Ever since Watson’s Damascene conversion in the mid-1980s, when he chucked the keys to his swanky management consultancy off the New York docks and returned home to Devon, he has been an outspoken champion of organic farming — and an equally outspoken critic of the “greenwash” that so often comes with it.
As the man behind Riverford Organic Vegetables, he has made £40m from supplying 45,000 customers with a weekly organic vegetable box. So great is the demand he’s had to set up a co-operative of several farms just to keep up supply. Now, along with Jane Baxter, head chef at Riverford’s farm restaurant, he’s written the Riverford Farm Cook Book, full of scrumptious recipes that make the most of his produce. But Watson has a combative personality: indeed, at times his book seems closer to a declaration of war on our wasteful and hypocritical society.
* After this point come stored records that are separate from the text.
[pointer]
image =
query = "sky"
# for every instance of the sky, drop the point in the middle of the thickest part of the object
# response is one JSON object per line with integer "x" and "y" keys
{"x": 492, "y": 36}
He has trenchant views on everything from TV chefs and anti-organic scientists to biofuels. And he believes that high-end organic brands such as Daylesford and Whole Foods make people think buying organic is a privilege of the rich. “Organic food should be accessible to everyone,” he says crossly. “People who use an ‘exclusive’ tag to build a brand make me angry. That’s not what it’s about. We try to keep our veg affordable to anyone.”
And he starts to foam at the mouth on the subject of supermarkets (honourably excepting Waitrose): “dehumanising” and “unspeakably unpleasant” are just two of the epithets he attaches to them; their buyers “make second-hand car salesmen seem like priests”. When he first rang Safeway to offer them his veg, the buyer asked him to come in on a Thursday. When he said Friday would be more convenient, the phone went dead. Watson rang back. “I think we got cut off,” he apologised. “No, sonny,” said the buyer. “When we whistle, you jump.”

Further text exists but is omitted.